Mullins, L., Peter, A., Wrobel, N., Al-Dujaili, E., McNeilly, J., Brownstein, D., McNeilly, J., Mullins, J. & Kenyon, C. (2008) Targeting Cyp11b1 expression in mice to model sequelae of congenital adrenal hyperplasia, , , , pp. OC29,

Abstract

We have created transgenic mice in which Cyp11b1, the gene encoding 11_-hydroxylase, has been knocked out. Since mice do not secrete adrenal androgens, this knockout line allows a more detailed investigation of phenotypes associated with congenital adrenal hyperplasia (CAH) without the overwhelming virilisation that characterises patients with CAH. Starting with a BAC containing the mouse Cyp11b1/b2 locus and including flanking up- and downstream sequences, a construct was engineered in which exons 3-7 of Cyp11b1 were substituted with DNA encoding the fluorescent reporter protein ECFP. An IRES site preceding and a farnesylation signal following the ECFP gene were added to the construct which was then homologously recombined in ES cells before injection into blastocysts. Successful targeting of the Cyp11b1 gene was confirmed in ES cells by FISH analysis and in homozygous transgenic mice by the absence of adrenal Cyp11b1 mRNA (RT-PCR) and 11beta-hydroxylase (immunocytochemistry) expression.
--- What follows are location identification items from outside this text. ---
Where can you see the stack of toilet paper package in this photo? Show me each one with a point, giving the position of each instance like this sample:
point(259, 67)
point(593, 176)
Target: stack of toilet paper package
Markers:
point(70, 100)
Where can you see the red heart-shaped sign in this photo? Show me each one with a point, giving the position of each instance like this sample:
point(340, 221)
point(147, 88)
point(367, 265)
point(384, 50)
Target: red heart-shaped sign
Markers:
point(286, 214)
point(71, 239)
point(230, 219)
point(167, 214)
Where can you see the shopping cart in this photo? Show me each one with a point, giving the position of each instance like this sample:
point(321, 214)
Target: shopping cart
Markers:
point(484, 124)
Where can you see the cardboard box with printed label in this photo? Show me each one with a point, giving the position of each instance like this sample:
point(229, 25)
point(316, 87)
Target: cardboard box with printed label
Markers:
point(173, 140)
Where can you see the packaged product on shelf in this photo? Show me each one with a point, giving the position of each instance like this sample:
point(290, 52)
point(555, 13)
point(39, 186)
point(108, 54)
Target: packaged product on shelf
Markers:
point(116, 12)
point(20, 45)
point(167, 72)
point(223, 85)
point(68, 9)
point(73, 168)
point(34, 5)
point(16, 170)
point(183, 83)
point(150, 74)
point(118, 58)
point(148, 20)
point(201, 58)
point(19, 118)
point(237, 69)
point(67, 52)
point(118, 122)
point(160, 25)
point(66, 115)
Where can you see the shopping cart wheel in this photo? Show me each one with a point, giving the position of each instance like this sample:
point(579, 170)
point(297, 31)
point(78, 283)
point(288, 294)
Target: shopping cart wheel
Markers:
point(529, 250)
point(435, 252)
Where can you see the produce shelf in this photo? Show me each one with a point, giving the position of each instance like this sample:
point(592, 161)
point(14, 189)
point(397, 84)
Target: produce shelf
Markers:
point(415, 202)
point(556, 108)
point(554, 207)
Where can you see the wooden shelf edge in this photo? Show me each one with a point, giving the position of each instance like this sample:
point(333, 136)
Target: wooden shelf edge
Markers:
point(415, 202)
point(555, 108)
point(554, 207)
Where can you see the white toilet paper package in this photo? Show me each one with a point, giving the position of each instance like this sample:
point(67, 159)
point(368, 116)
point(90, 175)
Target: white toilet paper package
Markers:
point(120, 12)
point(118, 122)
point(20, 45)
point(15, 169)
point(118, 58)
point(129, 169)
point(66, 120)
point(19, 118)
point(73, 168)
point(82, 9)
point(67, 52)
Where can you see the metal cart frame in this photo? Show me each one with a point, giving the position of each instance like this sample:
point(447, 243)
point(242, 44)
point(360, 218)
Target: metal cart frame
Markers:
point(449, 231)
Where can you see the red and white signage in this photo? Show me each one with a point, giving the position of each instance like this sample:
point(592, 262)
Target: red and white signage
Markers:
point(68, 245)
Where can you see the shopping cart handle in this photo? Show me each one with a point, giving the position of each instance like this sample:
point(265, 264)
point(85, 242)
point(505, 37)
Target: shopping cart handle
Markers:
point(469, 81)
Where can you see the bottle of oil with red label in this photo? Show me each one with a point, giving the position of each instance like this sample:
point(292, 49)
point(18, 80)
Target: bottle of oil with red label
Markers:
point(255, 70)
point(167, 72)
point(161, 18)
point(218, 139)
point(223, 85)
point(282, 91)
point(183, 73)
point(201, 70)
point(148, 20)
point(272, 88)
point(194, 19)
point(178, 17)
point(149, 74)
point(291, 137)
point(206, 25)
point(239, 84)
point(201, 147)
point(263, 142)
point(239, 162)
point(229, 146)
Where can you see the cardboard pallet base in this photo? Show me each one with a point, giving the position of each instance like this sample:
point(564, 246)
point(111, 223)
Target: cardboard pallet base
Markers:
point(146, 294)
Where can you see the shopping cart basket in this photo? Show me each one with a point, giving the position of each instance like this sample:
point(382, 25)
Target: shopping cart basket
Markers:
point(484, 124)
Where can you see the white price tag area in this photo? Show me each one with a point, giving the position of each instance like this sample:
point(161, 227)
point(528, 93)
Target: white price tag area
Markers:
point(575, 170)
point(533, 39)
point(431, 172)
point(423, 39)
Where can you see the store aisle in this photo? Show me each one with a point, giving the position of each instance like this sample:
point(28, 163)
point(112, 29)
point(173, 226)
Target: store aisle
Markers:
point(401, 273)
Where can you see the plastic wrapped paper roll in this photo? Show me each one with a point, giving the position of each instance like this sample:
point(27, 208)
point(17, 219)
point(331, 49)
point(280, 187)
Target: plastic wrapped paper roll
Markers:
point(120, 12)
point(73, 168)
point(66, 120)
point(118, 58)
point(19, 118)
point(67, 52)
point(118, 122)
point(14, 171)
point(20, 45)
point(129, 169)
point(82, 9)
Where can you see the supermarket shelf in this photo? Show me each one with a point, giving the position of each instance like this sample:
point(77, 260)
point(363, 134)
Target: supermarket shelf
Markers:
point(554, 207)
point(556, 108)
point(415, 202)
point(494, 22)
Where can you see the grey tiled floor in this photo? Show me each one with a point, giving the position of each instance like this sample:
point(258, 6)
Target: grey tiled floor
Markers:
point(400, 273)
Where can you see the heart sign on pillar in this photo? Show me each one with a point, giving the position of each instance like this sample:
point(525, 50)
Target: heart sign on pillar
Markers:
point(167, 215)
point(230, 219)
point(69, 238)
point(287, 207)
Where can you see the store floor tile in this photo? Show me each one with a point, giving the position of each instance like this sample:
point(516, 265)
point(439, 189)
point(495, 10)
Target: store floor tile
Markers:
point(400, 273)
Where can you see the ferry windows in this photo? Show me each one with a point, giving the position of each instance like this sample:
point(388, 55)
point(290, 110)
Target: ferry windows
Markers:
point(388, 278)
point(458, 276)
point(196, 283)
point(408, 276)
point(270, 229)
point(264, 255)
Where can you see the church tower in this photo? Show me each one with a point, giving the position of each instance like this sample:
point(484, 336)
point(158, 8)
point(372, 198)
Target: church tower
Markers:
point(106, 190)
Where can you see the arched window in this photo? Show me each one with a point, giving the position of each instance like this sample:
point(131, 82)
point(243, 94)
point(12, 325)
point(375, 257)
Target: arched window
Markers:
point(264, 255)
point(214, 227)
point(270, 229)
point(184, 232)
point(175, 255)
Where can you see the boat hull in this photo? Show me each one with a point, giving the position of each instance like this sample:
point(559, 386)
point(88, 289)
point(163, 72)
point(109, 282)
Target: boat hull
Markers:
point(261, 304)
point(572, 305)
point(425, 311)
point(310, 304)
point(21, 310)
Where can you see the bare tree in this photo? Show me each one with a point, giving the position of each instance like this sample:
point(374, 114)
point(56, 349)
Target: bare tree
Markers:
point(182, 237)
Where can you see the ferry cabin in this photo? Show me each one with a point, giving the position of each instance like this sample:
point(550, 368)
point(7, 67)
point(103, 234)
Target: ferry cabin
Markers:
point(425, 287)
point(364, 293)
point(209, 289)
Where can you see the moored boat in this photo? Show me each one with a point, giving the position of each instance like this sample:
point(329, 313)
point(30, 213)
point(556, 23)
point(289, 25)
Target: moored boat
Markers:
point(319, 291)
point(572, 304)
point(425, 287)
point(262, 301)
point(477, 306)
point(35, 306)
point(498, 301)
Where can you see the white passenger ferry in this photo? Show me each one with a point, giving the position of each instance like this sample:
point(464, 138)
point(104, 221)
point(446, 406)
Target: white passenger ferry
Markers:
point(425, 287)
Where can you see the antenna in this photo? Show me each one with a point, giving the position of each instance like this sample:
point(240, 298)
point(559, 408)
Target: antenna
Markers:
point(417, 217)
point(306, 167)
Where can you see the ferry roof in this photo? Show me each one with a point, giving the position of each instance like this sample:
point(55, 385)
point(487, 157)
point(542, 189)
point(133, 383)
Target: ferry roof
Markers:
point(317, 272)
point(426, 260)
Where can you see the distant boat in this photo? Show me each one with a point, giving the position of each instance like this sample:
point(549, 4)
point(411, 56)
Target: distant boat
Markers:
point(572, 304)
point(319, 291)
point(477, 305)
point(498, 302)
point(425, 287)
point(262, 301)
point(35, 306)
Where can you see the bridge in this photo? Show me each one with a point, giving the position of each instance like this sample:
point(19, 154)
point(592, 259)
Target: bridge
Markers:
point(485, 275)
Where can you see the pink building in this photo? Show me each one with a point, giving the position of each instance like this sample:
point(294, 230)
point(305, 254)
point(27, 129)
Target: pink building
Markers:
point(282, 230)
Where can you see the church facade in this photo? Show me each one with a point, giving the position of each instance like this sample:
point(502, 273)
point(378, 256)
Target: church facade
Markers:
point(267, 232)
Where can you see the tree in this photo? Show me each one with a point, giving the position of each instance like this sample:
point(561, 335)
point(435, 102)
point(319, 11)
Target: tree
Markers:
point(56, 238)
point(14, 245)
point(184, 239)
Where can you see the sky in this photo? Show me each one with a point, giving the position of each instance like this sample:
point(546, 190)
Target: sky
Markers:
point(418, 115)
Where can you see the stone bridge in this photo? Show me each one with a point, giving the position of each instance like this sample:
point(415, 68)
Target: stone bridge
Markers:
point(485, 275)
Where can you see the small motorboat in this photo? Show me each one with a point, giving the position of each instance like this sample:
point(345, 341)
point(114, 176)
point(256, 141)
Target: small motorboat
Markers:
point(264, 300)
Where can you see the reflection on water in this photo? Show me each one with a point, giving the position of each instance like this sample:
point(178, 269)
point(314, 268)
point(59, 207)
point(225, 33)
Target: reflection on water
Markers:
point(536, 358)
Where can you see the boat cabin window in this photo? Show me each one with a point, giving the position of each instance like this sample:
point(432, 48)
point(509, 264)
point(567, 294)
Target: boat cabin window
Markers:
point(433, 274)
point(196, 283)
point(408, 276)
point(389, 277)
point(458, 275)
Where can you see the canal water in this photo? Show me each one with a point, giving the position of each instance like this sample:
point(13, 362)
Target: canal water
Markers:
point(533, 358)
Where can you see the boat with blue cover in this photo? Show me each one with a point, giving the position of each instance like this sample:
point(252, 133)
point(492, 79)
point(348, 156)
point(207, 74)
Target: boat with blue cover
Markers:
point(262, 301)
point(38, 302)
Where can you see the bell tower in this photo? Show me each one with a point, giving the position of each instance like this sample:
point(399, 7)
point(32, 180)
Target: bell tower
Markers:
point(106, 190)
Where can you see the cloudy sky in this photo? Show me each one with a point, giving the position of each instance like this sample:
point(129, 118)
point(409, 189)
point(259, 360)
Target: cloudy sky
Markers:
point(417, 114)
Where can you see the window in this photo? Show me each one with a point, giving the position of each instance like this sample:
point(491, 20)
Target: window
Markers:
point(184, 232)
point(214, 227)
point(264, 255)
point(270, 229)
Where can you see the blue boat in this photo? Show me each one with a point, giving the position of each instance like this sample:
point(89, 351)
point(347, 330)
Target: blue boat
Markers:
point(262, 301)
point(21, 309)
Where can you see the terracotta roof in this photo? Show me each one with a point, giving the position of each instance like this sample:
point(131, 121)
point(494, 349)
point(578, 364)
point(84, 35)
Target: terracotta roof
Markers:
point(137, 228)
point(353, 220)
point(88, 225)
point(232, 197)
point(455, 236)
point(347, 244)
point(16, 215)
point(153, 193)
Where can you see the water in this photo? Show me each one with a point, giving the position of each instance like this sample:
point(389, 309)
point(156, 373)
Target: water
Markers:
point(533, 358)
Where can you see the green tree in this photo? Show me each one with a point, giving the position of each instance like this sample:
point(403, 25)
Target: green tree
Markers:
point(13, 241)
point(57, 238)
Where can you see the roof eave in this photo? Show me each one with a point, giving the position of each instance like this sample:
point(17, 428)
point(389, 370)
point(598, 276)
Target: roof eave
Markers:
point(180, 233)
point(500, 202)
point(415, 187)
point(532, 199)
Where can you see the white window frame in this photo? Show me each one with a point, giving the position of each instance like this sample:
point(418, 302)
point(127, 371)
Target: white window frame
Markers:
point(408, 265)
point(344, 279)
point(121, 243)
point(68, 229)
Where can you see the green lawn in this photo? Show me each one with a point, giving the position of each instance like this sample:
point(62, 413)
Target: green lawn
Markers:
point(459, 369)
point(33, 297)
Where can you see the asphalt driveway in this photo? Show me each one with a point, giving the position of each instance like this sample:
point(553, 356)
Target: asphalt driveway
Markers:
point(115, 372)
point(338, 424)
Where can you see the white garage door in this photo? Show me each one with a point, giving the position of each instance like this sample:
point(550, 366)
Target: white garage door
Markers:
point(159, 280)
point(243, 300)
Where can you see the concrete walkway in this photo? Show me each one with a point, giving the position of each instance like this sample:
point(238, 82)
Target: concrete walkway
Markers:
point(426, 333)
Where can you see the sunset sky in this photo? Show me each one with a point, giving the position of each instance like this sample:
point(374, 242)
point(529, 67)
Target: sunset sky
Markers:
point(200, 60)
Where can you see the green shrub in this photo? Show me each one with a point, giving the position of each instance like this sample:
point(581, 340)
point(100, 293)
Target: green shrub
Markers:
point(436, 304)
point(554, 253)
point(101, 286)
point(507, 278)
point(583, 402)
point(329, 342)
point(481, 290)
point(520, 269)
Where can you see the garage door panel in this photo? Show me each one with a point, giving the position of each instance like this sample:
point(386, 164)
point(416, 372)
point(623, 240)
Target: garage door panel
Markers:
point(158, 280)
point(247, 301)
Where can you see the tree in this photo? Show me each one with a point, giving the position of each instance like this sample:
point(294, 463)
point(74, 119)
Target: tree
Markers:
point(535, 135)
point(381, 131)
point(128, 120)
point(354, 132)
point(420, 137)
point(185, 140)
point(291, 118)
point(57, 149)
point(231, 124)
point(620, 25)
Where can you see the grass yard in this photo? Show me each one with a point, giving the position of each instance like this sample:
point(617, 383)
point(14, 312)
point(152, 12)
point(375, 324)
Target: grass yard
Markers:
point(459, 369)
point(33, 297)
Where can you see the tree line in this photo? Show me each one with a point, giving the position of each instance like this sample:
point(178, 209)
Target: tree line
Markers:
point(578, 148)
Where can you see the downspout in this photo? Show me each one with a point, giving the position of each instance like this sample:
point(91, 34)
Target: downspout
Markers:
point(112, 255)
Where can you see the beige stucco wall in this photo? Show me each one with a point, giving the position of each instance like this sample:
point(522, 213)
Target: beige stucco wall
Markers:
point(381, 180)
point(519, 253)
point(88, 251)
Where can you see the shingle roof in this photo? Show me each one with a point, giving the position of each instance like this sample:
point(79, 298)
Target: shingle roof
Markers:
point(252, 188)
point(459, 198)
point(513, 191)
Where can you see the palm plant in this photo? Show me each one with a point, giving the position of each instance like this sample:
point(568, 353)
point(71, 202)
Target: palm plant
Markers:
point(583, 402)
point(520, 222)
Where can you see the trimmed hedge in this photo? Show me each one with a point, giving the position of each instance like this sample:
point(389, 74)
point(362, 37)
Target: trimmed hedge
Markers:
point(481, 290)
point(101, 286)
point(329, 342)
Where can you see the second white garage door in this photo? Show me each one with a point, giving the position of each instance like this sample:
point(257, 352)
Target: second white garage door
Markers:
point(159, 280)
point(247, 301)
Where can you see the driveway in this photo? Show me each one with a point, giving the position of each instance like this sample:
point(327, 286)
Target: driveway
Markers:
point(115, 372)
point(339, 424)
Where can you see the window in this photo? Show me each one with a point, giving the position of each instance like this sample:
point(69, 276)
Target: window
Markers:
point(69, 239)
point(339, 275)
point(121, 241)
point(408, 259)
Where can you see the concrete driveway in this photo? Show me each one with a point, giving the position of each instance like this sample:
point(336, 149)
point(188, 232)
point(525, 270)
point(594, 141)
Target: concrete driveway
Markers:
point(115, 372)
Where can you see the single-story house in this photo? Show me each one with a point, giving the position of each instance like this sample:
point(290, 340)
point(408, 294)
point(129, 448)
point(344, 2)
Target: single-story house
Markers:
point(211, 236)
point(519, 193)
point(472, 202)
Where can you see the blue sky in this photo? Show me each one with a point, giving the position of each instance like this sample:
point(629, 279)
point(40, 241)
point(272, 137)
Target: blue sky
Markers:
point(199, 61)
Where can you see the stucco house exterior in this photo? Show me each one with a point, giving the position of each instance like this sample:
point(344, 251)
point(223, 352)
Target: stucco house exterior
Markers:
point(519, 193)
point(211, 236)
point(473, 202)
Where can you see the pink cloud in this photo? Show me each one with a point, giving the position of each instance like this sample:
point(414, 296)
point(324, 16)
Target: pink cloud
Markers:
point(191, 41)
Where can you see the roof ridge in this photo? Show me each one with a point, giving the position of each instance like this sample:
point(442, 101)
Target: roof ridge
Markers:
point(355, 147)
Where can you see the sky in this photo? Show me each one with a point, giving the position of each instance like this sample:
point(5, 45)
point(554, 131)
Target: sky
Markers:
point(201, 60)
The expected increase in adrenal mass (3-fold, P<0.001) was observed with changes due to cell hypertrophy rather than hyperplasia. Urinary steroid profiles showed marked reductions in corticosterone (9.5-fold, P<0.001) and concomitant increases of earlier intermediates in the glucocorticoid biosynthetic pathway (deoxycorticosterone 25-fold, P<0.001; progesterone 3-fold, P<0.001). Urinary DHEA and testosterone were higher in both males and females although not to the extent seen in patients with CAH. Estradiol in females was unaffected. Several unexpected phenotypes relating to reproduction were observed. In initial crosses of heterozgotes, offspring carrying the Cyp11b1 null allele were underrepresented. Also female homozygote mice were infertile with poorly defined corpora lutea, endometrial hyperplasia, and late-onset adenomyosis. We conclude that Cyp11b1 null mice exhibit signs of glucocorticoid deficiency, mineralocorticoid and progesterone excess and mild hyperandrogenism. Infertility which is known to be a problem of CAH patients, appears to be caused by abnormalities in uterine and ovarian tissues.